泪水突然迷住茹贝那双光彩熠熠的眼睛。她使劲眨了眨,没让泪水流下来。“我已经安排好了,亚历山大。再有两个月,他就离开我,远走高飞了。”泪水又溢满眼眶,她又忍了回去。“十年之内,我们无法相见。他要去英格兰一所非常奢华的私立学校念书。这所学校专门招收外国学生——帕夏①、印度王侯、苏丹②以及东方国家形形色色达官贵人们的儿子。他们都希望自己的孩子接受英国教育。所以,李在这样一个环境,除了特别聪明之外,不会引人注意。你看,他的同学,有朝一日,都是王侯贵胄,都将成为英国王室的盟友。他们都将给李帮助。”

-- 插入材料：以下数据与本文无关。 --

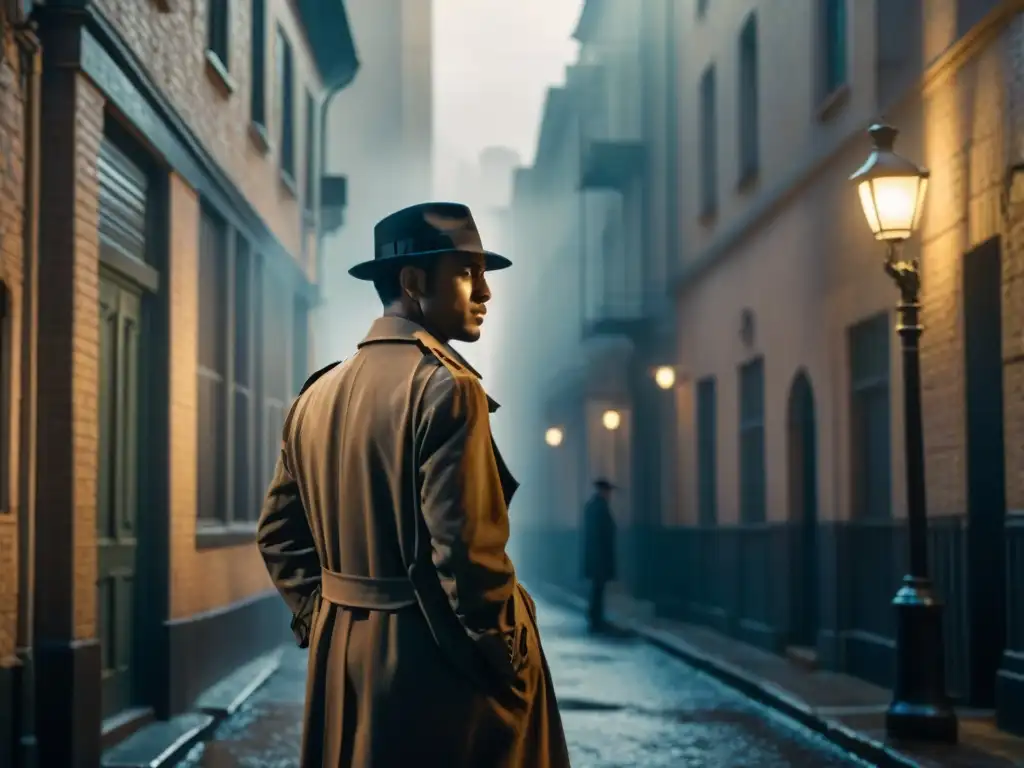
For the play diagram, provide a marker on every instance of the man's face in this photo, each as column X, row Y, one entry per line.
column 454, row 302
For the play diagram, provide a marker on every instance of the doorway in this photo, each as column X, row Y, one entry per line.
column 131, row 522
column 803, row 492
column 986, row 500
column 117, row 513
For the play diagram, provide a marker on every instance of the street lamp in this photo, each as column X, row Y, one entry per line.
column 665, row 377
column 892, row 194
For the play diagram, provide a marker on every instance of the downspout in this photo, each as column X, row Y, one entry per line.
column 31, row 59
column 333, row 91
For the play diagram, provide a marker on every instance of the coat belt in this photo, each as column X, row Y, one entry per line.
column 367, row 592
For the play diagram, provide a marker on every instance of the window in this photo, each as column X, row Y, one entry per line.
column 752, row 441
column 310, row 139
column 228, row 428
column 749, row 160
column 245, row 501
column 834, row 34
column 869, row 419
column 707, row 445
column 709, row 143
column 212, row 369
column 217, row 29
column 300, row 344
column 286, row 105
column 257, row 103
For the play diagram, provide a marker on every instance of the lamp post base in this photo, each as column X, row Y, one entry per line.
column 921, row 710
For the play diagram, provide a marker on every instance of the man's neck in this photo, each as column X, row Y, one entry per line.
column 418, row 318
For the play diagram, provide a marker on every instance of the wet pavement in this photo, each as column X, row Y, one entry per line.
column 625, row 705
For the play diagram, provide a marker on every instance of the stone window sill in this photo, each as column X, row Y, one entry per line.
column 288, row 181
column 214, row 536
column 259, row 137
column 216, row 70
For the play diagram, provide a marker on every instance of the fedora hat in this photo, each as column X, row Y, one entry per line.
column 423, row 231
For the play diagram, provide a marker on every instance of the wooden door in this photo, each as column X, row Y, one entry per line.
column 117, row 512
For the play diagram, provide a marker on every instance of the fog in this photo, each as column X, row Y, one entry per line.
column 446, row 104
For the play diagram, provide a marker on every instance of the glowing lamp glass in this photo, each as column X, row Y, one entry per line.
column 665, row 377
column 893, row 205
column 611, row 420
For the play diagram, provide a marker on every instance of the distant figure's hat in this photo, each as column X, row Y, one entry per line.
column 421, row 231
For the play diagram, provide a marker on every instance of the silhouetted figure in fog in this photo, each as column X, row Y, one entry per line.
column 598, row 550
column 385, row 528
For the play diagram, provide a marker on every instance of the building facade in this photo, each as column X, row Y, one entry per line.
column 180, row 192
column 782, row 518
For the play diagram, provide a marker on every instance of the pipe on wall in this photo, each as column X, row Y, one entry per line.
column 31, row 53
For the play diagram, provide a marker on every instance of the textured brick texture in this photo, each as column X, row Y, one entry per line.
column 172, row 47
column 208, row 579
column 11, row 177
column 69, row 339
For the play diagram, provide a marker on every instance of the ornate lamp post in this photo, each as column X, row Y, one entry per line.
column 892, row 194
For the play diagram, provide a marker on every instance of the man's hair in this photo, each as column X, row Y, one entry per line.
column 388, row 284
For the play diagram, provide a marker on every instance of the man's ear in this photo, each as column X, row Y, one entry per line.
column 414, row 282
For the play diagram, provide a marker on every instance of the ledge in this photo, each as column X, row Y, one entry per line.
column 259, row 137
column 230, row 535
column 216, row 70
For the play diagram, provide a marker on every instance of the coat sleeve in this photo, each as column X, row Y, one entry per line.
column 464, row 510
column 287, row 546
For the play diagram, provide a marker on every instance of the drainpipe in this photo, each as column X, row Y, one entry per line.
column 325, row 109
column 31, row 59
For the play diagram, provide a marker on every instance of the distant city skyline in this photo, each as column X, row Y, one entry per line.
column 494, row 61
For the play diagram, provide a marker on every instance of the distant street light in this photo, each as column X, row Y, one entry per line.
column 611, row 420
column 665, row 377
column 892, row 195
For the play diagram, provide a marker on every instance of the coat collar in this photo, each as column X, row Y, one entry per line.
column 391, row 329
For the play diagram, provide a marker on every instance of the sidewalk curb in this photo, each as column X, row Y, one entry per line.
column 759, row 690
column 164, row 742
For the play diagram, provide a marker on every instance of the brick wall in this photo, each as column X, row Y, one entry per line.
column 172, row 46
column 11, row 176
column 200, row 580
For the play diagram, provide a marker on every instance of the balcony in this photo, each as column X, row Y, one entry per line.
column 334, row 200
column 610, row 164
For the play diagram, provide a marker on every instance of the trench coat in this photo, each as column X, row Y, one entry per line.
column 598, row 541
column 384, row 529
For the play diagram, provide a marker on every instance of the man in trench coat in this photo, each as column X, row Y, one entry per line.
column 598, row 550
column 385, row 525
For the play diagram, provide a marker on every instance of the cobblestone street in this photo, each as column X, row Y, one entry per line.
column 624, row 704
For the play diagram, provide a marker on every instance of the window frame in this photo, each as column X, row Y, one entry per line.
column 285, row 77
column 868, row 387
column 753, row 509
column 237, row 478
column 749, row 92
column 707, row 453
column 708, row 115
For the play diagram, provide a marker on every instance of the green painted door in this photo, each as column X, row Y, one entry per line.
column 120, row 307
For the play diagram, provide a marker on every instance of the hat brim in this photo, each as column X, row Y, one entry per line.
column 371, row 269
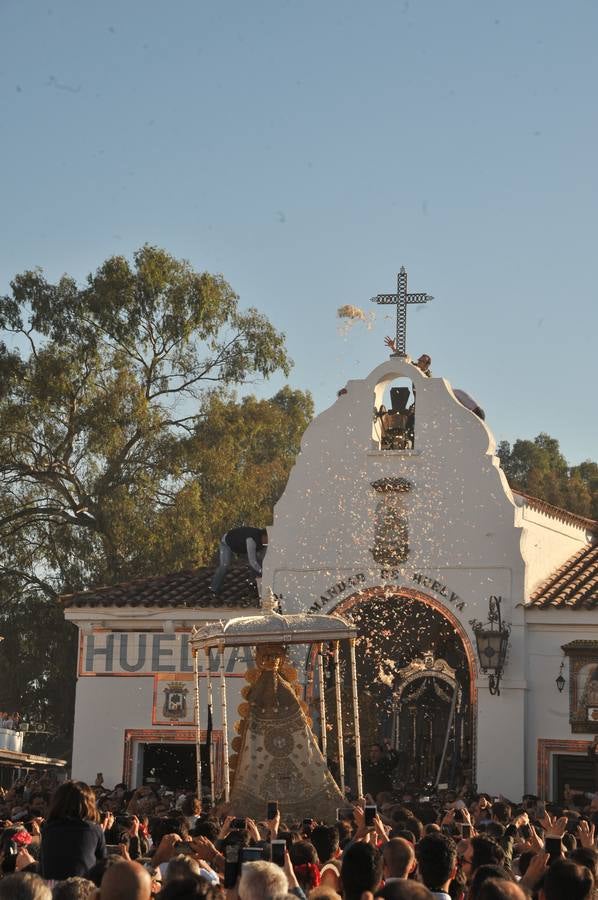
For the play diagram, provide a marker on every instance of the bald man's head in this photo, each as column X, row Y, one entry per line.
column 126, row 881
column 399, row 858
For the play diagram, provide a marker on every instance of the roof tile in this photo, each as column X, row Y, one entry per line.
column 574, row 585
column 189, row 588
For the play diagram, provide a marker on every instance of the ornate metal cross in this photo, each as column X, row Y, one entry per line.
column 401, row 299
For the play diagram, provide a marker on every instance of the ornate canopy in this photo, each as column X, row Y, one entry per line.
column 271, row 627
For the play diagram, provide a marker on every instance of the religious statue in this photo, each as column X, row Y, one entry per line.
column 277, row 755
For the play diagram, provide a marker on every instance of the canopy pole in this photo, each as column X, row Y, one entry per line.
column 339, row 720
column 197, row 725
column 225, row 766
column 356, row 718
column 323, row 735
column 212, row 747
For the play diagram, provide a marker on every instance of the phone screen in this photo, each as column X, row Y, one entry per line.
column 231, row 865
column 344, row 814
column 278, row 848
column 251, row 854
column 553, row 847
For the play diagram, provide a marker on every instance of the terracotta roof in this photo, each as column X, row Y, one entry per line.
column 557, row 513
column 573, row 586
column 188, row 588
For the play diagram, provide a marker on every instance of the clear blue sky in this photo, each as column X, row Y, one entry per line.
column 308, row 149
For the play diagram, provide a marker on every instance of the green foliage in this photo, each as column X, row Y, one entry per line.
column 539, row 468
column 123, row 451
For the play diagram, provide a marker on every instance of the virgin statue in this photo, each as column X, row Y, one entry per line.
column 278, row 757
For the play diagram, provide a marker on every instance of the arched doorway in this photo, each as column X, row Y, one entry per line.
column 415, row 669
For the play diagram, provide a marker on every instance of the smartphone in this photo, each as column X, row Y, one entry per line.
column 369, row 815
column 231, row 865
column 185, row 847
column 278, row 849
column 344, row 814
column 251, row 854
column 554, row 847
column 287, row 837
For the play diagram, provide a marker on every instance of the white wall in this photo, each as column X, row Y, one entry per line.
column 461, row 524
column 547, row 709
column 547, row 543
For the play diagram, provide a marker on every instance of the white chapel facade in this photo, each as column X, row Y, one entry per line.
column 411, row 538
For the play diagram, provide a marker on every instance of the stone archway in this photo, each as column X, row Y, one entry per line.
column 398, row 627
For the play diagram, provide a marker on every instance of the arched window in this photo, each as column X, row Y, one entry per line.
column 391, row 530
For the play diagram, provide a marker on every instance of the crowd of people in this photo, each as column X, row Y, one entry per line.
column 71, row 841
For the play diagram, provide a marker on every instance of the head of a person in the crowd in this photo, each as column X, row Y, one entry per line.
column 180, row 867
column 345, row 833
column 73, row 800
column 405, row 890
column 126, row 881
column 361, row 870
column 205, row 828
column 495, row 830
column 75, row 888
column 480, row 851
column 398, row 858
column 24, row 886
column 569, row 842
column 524, row 860
column 586, row 856
column 501, row 812
column 326, row 841
column 566, row 880
column 304, row 858
column 409, row 827
column 437, row 861
column 324, row 892
column 168, row 825
column 156, row 876
column 262, row 879
column 405, row 833
column 501, row 889
column 483, row 874
column 191, row 806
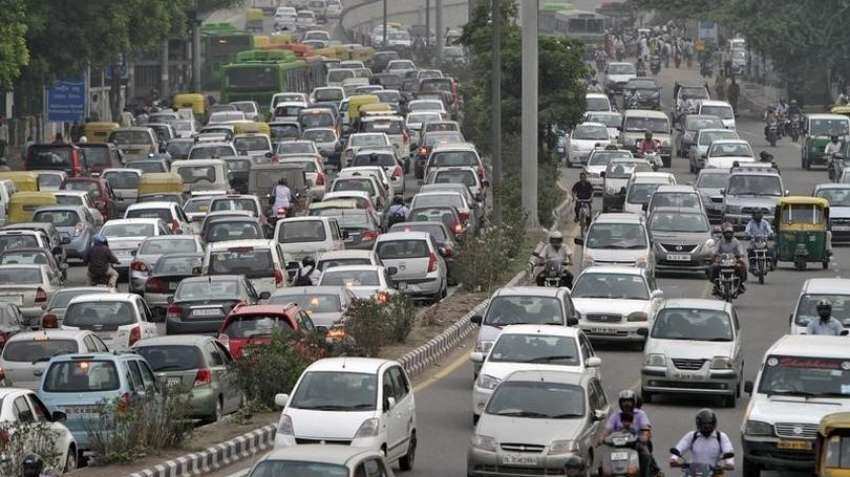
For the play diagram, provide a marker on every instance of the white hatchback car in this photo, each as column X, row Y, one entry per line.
column 361, row 402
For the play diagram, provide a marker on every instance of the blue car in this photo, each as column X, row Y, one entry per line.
column 77, row 384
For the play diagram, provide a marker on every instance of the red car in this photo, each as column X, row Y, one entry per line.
column 254, row 324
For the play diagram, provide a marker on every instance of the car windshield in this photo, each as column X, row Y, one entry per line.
column 742, row 184
column 611, row 286
column 37, row 350
column 164, row 358
column 518, row 310
column 678, row 222
column 692, row 324
column 587, row 132
column 336, row 391
column 79, row 376
column 11, row 275
column 616, row 236
column 537, row 348
column 537, row 400
column 249, row 261
column 805, row 376
column 99, row 315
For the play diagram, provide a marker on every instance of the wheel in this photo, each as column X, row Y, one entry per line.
column 406, row 462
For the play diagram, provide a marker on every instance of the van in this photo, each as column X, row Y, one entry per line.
column 802, row 378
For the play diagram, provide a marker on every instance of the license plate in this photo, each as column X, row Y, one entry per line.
column 514, row 459
column 795, row 445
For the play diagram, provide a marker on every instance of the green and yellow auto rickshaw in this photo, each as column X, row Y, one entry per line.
column 802, row 231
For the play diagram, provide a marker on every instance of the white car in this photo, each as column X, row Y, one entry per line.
column 23, row 406
column 360, row 402
column 119, row 319
column 532, row 348
column 615, row 303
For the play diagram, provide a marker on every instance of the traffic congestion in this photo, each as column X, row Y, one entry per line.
column 688, row 314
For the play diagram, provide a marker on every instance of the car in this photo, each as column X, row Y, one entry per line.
column 342, row 461
column 800, row 380
column 149, row 251
column 614, row 303
column 728, row 153
column 364, row 392
column 532, row 348
column 518, row 306
column 838, row 196
column 421, row 270
column 201, row 303
column 125, row 235
column 77, row 384
column 21, row 407
column 261, row 261
column 29, row 287
column 561, row 414
column 618, row 239
column 694, row 347
column 199, row 365
column 119, row 319
column 699, row 150
column 585, row 138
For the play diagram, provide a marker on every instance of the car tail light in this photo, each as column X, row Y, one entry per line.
column 50, row 321
column 40, row 295
column 203, row 377
column 135, row 335
column 432, row 262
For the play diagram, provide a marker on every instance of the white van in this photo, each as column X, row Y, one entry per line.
column 802, row 379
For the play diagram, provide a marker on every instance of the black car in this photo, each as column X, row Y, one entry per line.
column 200, row 304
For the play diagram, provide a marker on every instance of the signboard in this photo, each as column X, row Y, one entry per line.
column 66, row 101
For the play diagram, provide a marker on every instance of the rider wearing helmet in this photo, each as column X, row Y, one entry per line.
column 554, row 250
column 100, row 260
column 706, row 444
column 826, row 324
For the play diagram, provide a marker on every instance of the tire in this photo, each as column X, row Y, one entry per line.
column 407, row 460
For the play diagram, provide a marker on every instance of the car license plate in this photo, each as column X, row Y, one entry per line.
column 515, row 459
column 795, row 445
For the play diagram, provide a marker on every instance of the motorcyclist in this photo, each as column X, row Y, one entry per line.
column 554, row 250
column 100, row 260
column 706, row 444
column 826, row 324
column 634, row 420
column 728, row 245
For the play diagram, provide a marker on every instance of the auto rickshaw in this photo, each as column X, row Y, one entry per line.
column 802, row 231
column 98, row 132
column 25, row 181
column 831, row 442
column 23, row 204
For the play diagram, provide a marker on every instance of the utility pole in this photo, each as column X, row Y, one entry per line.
column 496, row 98
column 528, row 13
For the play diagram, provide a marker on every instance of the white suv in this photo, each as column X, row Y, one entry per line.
column 361, row 402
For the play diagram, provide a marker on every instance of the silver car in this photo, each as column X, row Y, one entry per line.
column 694, row 347
column 536, row 422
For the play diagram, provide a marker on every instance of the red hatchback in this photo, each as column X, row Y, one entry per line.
column 254, row 324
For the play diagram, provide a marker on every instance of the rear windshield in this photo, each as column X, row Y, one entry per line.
column 248, row 261
column 401, row 249
column 34, row 351
column 81, row 376
column 172, row 358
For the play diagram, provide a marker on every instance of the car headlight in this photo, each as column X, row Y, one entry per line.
column 369, row 428
column 564, row 446
column 758, row 428
column 655, row 359
column 485, row 443
column 488, row 382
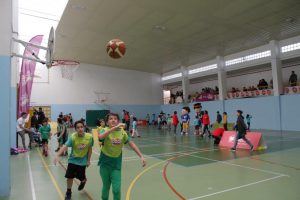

“你对一个小孩儿期望太高了,茹贝。他多大?八岁还是九岁?”
“八岁,很快就九岁了。”她给他倒了第四杯茶,向他俯过身来,态度十分诚恳。“他清楚他的处境——混血儿的艰难,母亲社会地位的卑微,以及诸如此类的东西。我从来不向他隐瞒什么,也从来不让他因为‘先天不足’而觉得低人一等。李和我以坚韧不拔的意志、实事求是的精神面对我们的身份和未来。没有他的日子我将苦不堪言,但是为了他,我什么都能忍受。如果我把他送到悉尼的学校,甚至到了墨尔本,总会有人发现他的身世。可是,在英格兰一所都是外国皇家子弟的私立学校,谁也无法搞清他的来龙去脉。孙有个表弟,名叫吴胖子,作为李的保护人和仆人和他一起去英国。六月初就出发。”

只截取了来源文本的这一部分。